More on Educashun: Misleading (or worse) Crap from the Cameroons
I have heard from more than one person that the Cameroons are a bit upset at the timing of the latest mega-scandal – the loss in the post of comprehensive data on 25 million people. Why? Because it meant that the Tories’ spanking new policy for schools didn’t get the coverage it deserved.
Having read the policy document, if I were a Tory I’d be glad that the public eye was diverted. It is an ill-though-out, even deceitful, document - a bit of tinkering dressed up as a revolution, just like the Cameroon plans on the Welfare State, highlighted in Chapter 12 of my book as nothing more than a bit of re-routing of taxpayers’ money.
The present document trumpets:
“The country that provides the closest model for what we wish to do is Sweden”.
Oh yeah?
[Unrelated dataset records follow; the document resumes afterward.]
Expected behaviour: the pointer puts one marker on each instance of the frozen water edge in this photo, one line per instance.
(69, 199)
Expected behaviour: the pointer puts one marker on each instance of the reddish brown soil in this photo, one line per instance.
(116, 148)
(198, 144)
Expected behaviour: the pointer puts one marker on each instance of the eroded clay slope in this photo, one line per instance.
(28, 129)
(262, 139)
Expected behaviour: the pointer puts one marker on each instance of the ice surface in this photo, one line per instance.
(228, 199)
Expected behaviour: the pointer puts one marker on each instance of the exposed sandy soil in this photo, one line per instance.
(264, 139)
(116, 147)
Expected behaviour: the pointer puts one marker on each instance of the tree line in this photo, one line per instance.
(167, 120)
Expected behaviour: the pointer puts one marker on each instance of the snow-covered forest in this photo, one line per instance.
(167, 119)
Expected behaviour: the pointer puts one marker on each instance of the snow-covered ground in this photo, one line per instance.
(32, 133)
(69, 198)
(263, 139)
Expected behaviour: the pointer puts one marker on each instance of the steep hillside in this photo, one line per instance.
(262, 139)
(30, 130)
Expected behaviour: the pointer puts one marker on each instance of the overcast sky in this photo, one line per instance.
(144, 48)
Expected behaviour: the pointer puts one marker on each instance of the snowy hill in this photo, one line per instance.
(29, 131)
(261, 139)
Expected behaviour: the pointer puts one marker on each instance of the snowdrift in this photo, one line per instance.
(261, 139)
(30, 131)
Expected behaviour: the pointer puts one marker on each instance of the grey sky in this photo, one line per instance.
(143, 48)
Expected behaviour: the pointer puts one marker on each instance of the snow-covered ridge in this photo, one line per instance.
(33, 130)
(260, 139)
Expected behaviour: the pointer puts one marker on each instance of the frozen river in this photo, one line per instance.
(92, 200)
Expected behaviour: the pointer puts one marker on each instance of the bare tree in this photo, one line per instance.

The main feature of the Swedish system is an education voucher available to the parents of each child to spend on education. The voucher, which is a specific amount equating to 85 per cent of the per-pupil cost at state schools, can be used at any school which accepts vouchers, including fully independent schools, new or old and profit-making or not (company owned schools are the most common independents), as well as state-run municipal schools.
In contrast, the Cameroon proposals do nothing of the sort. They will encourage the building of new academies (which they call “independent state schools”) in deprived areas which will “depend for their funding on the willingness of parents to send their children to them”. It is crystal clear that this does not enable individual parents to select the school of their choice, private or state. The money will not follow the choice of the parent, yet the document says:
“This is a per-pupil grant, which follows every pupil to the school that he or she attends”.
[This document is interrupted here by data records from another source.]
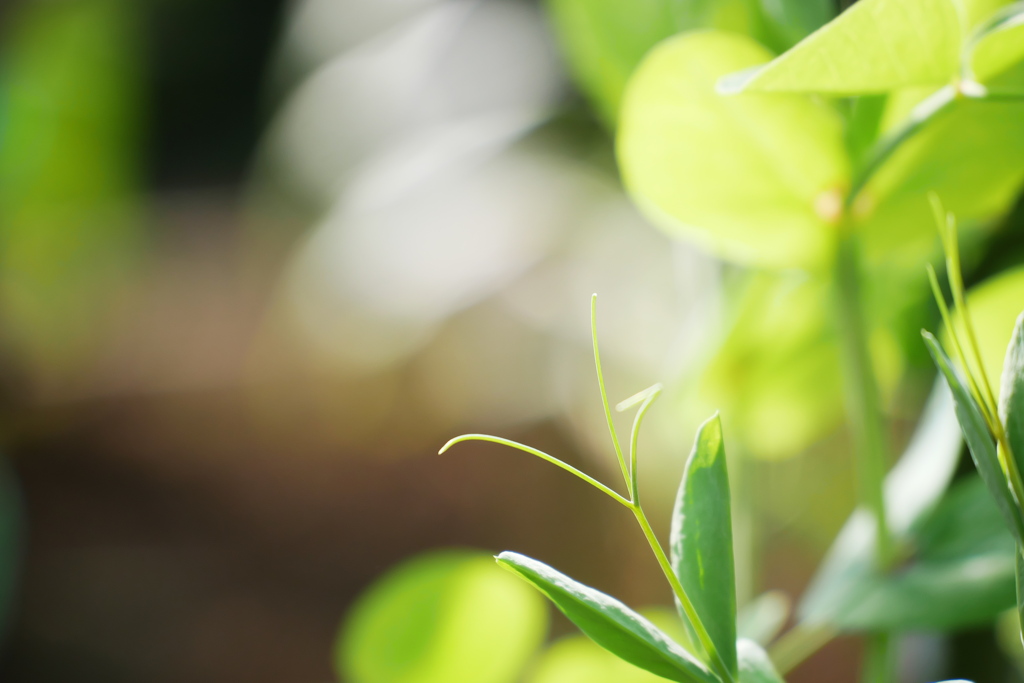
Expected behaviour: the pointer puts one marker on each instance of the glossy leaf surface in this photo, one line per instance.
(701, 540)
(752, 178)
(978, 439)
(972, 156)
(440, 617)
(875, 46)
(610, 624)
(579, 659)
All this amounts to is the building of more state schools to give parents a marginally more meaningful say than they have at present, which is almost negligible.
To talk of this as following Sweden is a travesty – and Sweden itself is probably behind Denmark and Holland on providing choices to parents.
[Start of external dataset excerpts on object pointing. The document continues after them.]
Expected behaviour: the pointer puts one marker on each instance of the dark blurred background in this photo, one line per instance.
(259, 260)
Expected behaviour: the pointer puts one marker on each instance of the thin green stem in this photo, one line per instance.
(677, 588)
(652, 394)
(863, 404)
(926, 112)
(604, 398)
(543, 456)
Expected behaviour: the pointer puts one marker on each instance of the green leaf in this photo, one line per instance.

Oh – I nearly forgot the Pupil Premium – a bizarre proposal for the taxpayer to spend more on “educating” those who come from “disadvantaged” homes. And either they do or they don’t; there’s no scale of deprivity, or should I say depravity? The likeliest indicator of this yes or no deprivity for the purpose of the Pupil Premium is guess what – qualification for free school meals!
If the Cameroons win the day (60 years into the modern Welfare State, with no reduction in deprivity to show for it) a fiasco much bigger than the tax-credit scams is on the cards.